Look! Jeff Bezos is at is again! He patented landing a rocket on a barge, which people have been talking about doing for fifty years! And the patent office let this guy patent time travel, which is impossible! And Cingular patented emoticons! No wonder they became part of at&t’s evil empire again! See how silly the patent office is for allowing these evil corporations to patent things that are so obviously old technologies! The patent system must be broken!
Except none of those are actual patents.
None of those applications have been allowed yet; some of them haven’t even been examined. Unlike many other intellectual property rights, patent rights do not arise when an inventor first creates his invention. Rather, patent rights are granted by the government. Without a government grant, those patent applications are simply really expensive, (sometimes) hard-to-read bird cage lining. The government does not give an inventor patent rights until the inventor sends in a patent application, pays a fee or three, and completes an involved review and negotiation process. Without patent rights, an inventor has virtually no ability to stop others from utilizing the technologies described in their application.
If this seems harsh to you, consider that tomorrow anyone with $530 and a dream could file a patent application for the automobile. If they were given rights immediately after filing, our would-be Henry Ford might be able to instantly cause interstate travel as we know it to come to a screeching halt! Granting the powerful rights that accompany a patent only after careful review prevents this sort of calamity from occurring.
The review and negotiation process involves two principal characters: a government employee called a patent examiner, and the inventor. Patent examiners are individuals who review patents applications for the USPTO and make recommendations about which applications should be approved. They have technical backgrounds and specialize in very narrow areas of technology (e.g. GPS systems, or …), therefore they usually have a very deep understanding of their area. Patent examiners only review patent applications that fall into their specialization.
After the USPTO receives the inventor’s patent application, the patent examiner reviews the application on a technical and form basis, and compares the described innovation to technology already known at the time of application or invention. The examiner might approve the application, but usually the examiner rejects the application at least once, but the inventor (and his patent agent or attorney) has an opportunity to respond to the rejection. In 50-70% of cases, the USPTO ultimately issues a patent to the inventor, based on their original application. Many people view this process as a sort of negotiation which takes places over many months or years.

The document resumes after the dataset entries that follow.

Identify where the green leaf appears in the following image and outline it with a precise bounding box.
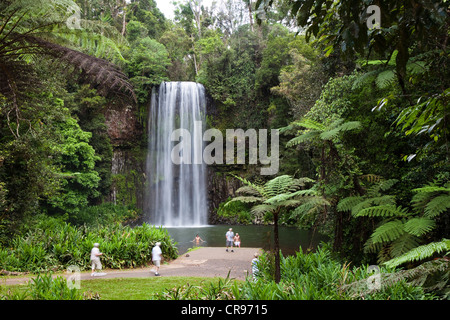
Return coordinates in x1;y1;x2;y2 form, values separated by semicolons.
404;217;436;237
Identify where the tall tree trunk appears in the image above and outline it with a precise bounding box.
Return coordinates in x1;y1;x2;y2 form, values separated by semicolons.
273;210;281;283
246;0;253;32
122;0;127;36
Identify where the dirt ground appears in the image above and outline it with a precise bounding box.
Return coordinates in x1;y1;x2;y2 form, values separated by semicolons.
0;247;261;285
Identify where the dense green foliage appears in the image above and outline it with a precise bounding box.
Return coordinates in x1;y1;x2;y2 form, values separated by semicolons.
157;247;440;300
0;218;178;272
0;0;450;299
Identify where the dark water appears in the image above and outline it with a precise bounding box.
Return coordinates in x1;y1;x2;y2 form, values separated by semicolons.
166;225;326;255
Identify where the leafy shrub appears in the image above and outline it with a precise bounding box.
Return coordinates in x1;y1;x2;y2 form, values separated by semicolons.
236;247;433;300
29;274;83;300
0;218;177;272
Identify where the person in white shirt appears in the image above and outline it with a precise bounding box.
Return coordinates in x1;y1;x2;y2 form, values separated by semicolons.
91;243;103;276
252;252;259;281
152;242;162;276
225;228;234;252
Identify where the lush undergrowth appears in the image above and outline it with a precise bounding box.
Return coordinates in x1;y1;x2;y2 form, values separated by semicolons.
0;218;177;272
157;248;437;300
0;247;442;300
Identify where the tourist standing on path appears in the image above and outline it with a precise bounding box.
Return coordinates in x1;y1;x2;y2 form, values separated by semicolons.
252;252;259;281
152;242;162;276
91;243;103;276
233;232;241;248
193;233;204;245
225;228;234;252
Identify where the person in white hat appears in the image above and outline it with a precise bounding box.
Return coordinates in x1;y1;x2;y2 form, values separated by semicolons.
152;242;162;276
91;243;103;276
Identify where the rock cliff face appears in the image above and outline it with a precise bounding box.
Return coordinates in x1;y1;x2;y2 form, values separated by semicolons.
105;105;143;148
105;105;146;209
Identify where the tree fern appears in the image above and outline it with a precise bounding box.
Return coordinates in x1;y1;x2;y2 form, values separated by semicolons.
403;217;436;237
375;70;396;89
390;232;420;262
354;205;409;218
370;220;405;244
385;239;450;267
424;195;450;218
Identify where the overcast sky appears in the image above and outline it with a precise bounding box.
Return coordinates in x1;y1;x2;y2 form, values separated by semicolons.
156;0;216;19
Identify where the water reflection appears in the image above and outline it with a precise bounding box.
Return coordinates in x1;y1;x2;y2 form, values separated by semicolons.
166;225;326;254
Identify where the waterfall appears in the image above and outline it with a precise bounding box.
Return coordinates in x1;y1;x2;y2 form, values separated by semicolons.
146;82;207;227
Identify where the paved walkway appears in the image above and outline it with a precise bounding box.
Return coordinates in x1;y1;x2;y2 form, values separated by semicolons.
0;247;261;285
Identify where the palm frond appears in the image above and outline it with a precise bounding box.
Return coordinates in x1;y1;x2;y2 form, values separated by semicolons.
390;233;419;262
424;195;450;218
232;174;265;197
286;131;320;148
337;196;364;212
225;196;261;207
355;205;409;217
370;220;405;244
385;239;450;267
236;185;261;196
250;204;277;217
404;217;436;237
264;175;300;198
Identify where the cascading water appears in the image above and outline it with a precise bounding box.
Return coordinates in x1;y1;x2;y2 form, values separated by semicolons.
146;82;207;227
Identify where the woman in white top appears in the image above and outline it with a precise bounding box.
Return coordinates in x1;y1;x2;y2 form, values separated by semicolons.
91;243;103;276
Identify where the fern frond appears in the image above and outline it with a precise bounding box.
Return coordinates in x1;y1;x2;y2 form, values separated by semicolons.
286;131;319;148
370;220;405;244
385;239;450;268
375;70;395;89
250;203;277;216
380;179;398;191
355;205;408;217
225;196;261;207
360;173;383;183
413;185;450;193
424;194;450;218
236;186;260;197
337;196;364;212
352;70;380;90
351;195;395;217
385;233;419;261
404;217;436;237
232;174;265;197
293;118;326;132
264;175;300;197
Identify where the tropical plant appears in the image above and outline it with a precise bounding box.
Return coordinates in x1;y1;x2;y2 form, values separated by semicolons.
225;175;310;282
338;180;450;266
0;0;134;130
0;217;177;272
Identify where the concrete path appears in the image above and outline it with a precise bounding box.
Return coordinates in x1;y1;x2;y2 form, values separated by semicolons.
0;247;261;285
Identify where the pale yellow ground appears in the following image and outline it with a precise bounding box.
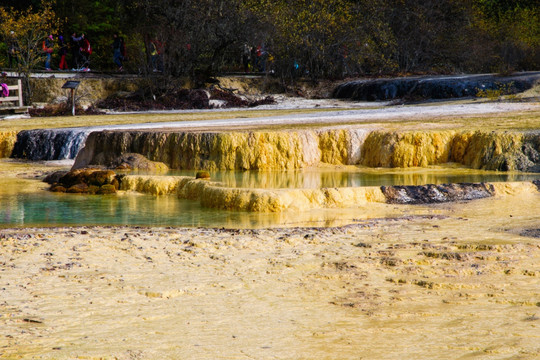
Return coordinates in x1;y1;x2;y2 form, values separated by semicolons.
0;190;540;359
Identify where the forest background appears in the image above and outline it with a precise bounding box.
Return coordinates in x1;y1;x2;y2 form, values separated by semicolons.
0;0;540;79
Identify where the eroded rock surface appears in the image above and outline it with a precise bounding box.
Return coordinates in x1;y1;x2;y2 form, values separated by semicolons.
381;183;495;204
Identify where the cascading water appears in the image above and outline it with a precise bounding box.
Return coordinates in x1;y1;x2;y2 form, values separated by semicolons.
12;128;91;161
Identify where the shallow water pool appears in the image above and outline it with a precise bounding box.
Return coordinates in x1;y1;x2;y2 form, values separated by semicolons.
0;167;540;228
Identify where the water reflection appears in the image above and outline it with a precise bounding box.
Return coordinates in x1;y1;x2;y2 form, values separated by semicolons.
166;167;540;189
0;168;540;228
0;192;394;228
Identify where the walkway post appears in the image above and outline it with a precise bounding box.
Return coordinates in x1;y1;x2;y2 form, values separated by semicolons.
62;81;81;116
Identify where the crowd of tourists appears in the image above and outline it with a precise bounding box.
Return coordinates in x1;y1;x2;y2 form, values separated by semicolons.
6;31;126;72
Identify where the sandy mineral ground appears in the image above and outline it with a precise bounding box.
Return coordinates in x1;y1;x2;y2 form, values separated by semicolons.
0;190;540;359
0;97;540;359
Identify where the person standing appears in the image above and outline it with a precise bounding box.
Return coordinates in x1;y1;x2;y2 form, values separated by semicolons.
58;35;68;70
112;33;124;71
43;35;54;71
7;30;19;69
71;33;82;70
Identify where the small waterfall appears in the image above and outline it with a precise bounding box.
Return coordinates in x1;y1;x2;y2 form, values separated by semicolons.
11;129;90;161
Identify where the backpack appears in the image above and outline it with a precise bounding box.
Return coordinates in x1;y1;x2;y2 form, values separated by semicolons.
41;40;53;54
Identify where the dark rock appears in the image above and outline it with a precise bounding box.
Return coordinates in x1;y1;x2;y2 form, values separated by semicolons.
43;171;68;185
332;72;540;101
66;184;88;194
84;170;116;186
96;184;116;195
195;171;210;179
381;183;495;204
109;153;169;172
50;169;120;194
50;184;67;192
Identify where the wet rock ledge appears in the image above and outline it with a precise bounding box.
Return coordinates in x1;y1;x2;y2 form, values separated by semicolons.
381;183;495;204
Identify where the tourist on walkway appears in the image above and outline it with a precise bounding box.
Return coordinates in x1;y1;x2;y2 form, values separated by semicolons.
43;35;54;71
7;30;19;69
58;35;68;70
112;33;124;71
71;33;82;70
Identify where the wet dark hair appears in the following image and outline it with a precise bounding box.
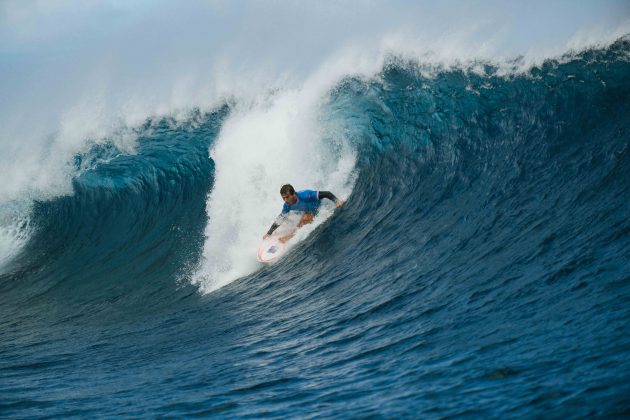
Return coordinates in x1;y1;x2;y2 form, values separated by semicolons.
280;184;295;195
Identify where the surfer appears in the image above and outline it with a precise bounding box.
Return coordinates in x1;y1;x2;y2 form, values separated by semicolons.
263;184;344;243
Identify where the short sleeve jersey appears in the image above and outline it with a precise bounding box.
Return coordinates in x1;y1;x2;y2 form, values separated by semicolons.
282;190;320;214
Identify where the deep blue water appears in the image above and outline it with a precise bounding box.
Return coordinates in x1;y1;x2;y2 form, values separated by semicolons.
0;38;630;418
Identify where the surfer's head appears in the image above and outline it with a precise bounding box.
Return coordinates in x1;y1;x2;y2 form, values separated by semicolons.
280;184;297;205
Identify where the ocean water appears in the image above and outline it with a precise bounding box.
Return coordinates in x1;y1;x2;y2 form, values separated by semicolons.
0;24;630;418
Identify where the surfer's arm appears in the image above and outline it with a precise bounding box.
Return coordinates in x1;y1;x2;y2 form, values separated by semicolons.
318;191;344;207
265;222;280;237
263;210;287;239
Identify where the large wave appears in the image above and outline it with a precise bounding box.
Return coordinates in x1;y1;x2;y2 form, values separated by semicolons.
0;4;630;417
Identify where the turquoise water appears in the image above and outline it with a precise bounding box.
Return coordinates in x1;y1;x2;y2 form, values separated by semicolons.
0;39;630;418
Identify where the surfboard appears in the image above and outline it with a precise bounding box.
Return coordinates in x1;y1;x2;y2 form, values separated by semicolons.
258;235;287;263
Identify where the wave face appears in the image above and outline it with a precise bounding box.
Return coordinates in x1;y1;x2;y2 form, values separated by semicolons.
0;39;630;418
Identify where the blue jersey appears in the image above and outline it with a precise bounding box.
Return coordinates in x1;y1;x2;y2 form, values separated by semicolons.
282;190;320;214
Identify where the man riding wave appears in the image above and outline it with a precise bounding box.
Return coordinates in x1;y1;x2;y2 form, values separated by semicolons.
263;184;344;243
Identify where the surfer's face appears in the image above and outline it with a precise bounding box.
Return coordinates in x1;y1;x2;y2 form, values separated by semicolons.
282;194;297;205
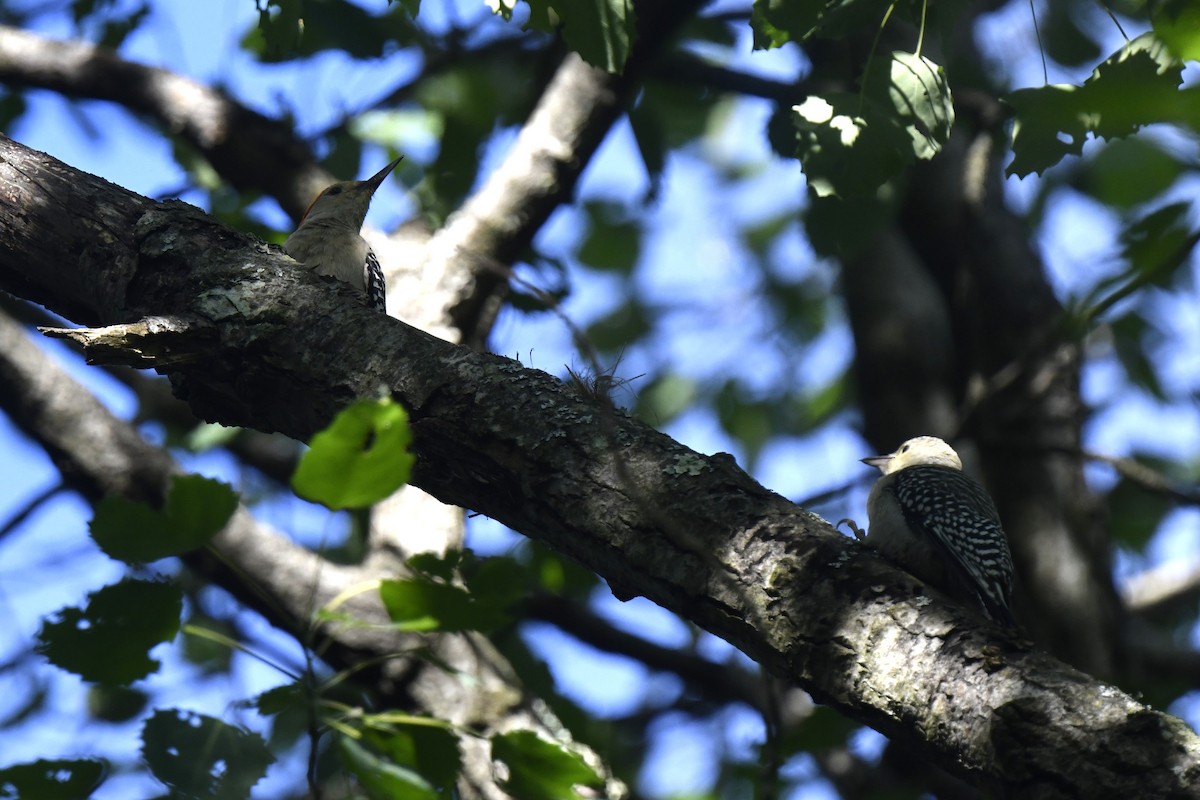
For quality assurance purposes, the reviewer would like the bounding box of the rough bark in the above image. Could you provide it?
[0,139,1200,798]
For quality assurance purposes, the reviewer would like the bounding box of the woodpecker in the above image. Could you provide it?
[863,437,1015,626]
[283,156,403,311]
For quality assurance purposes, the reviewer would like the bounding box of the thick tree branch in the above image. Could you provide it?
[0,313,622,800]
[426,0,701,349]
[0,26,335,219]
[0,139,1200,798]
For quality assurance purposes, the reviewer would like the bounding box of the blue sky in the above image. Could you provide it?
[0,0,1200,798]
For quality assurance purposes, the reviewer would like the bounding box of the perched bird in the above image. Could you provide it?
[863,437,1015,625]
[283,156,403,311]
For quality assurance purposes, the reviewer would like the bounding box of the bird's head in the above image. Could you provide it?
[300,156,403,231]
[863,437,962,475]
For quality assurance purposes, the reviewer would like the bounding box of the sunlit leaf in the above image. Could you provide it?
[379,578,509,632]
[90,475,238,564]
[1150,0,1200,61]
[492,730,604,800]
[1004,34,1200,176]
[292,399,415,509]
[865,50,954,160]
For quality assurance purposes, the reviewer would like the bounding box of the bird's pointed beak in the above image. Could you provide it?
[362,156,404,192]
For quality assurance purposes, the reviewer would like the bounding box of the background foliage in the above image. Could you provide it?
[0,0,1200,798]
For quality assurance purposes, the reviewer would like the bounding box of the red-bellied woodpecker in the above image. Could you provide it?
[283,156,403,311]
[863,437,1014,625]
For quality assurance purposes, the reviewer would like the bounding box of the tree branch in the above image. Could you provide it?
[0,139,1200,798]
[0,304,620,800]
[0,26,334,219]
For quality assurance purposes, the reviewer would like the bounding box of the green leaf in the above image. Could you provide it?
[142,709,275,800]
[1079,137,1184,209]
[1004,34,1200,176]
[90,475,238,564]
[750,0,822,50]
[864,50,954,160]
[379,578,509,632]
[492,730,604,800]
[1109,312,1168,402]
[792,94,912,199]
[292,399,415,509]
[362,712,462,798]
[0,759,108,800]
[529,0,637,73]
[37,579,184,684]
[1150,0,1200,61]
[337,736,442,800]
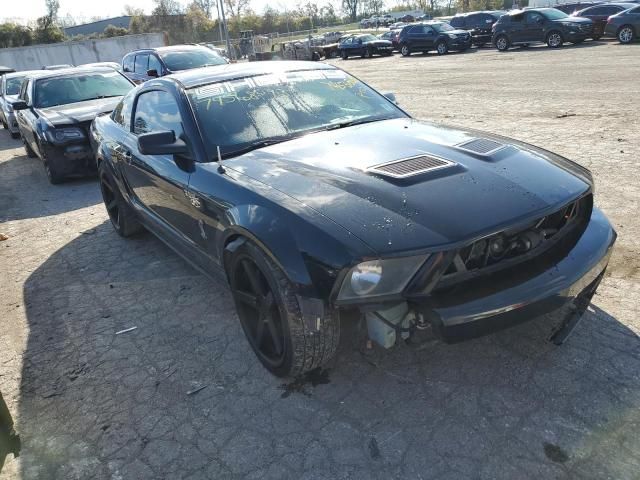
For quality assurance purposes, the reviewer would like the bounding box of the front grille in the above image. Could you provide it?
[435,194,593,291]
[456,138,506,155]
[367,155,455,178]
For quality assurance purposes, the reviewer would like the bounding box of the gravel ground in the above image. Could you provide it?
[0,42,640,480]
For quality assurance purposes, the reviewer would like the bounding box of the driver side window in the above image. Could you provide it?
[133,90,184,138]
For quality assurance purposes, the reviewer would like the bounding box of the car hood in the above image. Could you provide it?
[363,39,391,47]
[224,118,591,255]
[38,97,122,125]
[552,17,593,25]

The average time it takes for this process to results in a brand new US patent from the day the inventor sends in his application is about 33 months. For more information about how the patent office is performing, check out their performance dashboard.
Patent applications are generally published 18 months after they are submitted. You can find these published patent applications, as well as every patent granted by the United States, on the UPSTO’s website. You can also find them on sites like Google Patents, but the USPTO’s site is the most up to date.
Like many aspects of the law, there is an important, narrow exception, provisional rights, the subject of my next post!
Remember, patent applications are simply what an inventor is asking the government to grant patent rights on. The application is not necessarily what the government will ultimately grant to the inventor.